The ASCIC silicon material of the flip-chip transducer 5 has become flexible due to the thinning process and can be reshaped into a circular or a substantially circular shape. This is done by a thinning process of polishing chemical etching, plasma etching, or a combination thereof. After dicing operation (that separate the slab of material into individual elements) the assembly (IC and acoustic elements) will be very flexible and can be bent to the desired curvature appropriate for different applications.
The thickness of the IC has to be reduced to a range of 7-50 microns. At this range of thickness the IC is becoming flexible. The thinning range for the radial transducer 5a of the present invention is 20 microns to 80 microns.
The circularly shaped transducer 5a of the present invention is mounted and affixed onto a cylindrical probe 1a (as shown in FIG. 6) by adhesive means such as epoxy. The result is a transducer for obtaining 3D images in one acquisition in radial applications such as endorectal imaging.

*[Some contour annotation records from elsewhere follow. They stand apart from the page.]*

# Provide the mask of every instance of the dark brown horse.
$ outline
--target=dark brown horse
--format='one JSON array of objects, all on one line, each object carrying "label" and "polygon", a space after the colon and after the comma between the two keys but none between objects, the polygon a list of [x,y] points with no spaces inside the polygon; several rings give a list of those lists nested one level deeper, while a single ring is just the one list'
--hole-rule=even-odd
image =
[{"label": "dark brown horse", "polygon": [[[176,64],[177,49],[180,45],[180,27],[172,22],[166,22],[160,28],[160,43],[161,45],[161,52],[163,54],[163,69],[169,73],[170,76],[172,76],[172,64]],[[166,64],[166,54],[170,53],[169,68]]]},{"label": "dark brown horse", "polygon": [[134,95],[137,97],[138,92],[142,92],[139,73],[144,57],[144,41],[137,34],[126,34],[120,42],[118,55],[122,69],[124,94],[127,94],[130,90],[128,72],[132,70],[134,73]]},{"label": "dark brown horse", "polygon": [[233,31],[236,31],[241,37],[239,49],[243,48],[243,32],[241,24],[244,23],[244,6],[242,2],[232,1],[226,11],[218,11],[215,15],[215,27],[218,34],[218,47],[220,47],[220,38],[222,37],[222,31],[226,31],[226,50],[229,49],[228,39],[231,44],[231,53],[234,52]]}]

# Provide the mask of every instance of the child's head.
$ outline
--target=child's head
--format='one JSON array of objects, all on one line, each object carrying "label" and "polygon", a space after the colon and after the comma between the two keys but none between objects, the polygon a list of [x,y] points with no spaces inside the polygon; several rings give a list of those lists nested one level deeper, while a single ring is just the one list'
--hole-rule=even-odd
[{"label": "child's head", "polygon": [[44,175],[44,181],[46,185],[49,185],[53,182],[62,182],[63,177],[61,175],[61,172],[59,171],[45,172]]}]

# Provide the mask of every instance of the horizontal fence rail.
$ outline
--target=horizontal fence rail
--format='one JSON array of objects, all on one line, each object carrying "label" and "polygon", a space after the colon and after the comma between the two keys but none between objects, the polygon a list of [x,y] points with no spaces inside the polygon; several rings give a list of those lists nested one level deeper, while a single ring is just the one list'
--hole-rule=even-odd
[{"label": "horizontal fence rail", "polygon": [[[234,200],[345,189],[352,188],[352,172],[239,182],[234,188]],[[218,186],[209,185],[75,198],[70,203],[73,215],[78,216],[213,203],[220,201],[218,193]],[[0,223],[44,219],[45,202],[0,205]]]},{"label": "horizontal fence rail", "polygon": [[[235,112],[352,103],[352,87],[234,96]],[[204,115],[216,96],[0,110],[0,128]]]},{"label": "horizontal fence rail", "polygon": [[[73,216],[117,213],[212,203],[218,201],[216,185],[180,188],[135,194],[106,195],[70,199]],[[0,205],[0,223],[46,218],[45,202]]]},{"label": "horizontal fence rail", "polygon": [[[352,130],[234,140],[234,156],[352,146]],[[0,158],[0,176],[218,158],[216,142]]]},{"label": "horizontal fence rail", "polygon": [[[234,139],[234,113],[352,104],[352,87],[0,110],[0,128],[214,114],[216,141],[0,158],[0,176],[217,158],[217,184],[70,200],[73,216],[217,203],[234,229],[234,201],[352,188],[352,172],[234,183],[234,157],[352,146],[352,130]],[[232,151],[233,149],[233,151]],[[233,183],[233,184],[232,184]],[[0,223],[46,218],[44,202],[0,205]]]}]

In addition to being used as an endorectal radial transducer, the present invention can also be used as an intracardiac transducer (ICE).
By wrapping the two dimensional transducer array 5a around an axis of symmetry e.g. the cylindrical probe 1a, a cylindrical array is created by the present invention.
The 2D array is thus capable of steering the beam radially and axially to enable precise 3D data acquisition. In this way, the present invention provides one with the ability to use a large number of elements 7 in the 2D array enabling superior beam focusing and improved near field image equality.
While presently preferred embodiments have been described for purposes of the disclosure, numerous changes in the arrangement of method steps and apparatus parts can be made by those skilled in the art. Such changes are encompassed within the spirit of the invention as defined by the appended claims.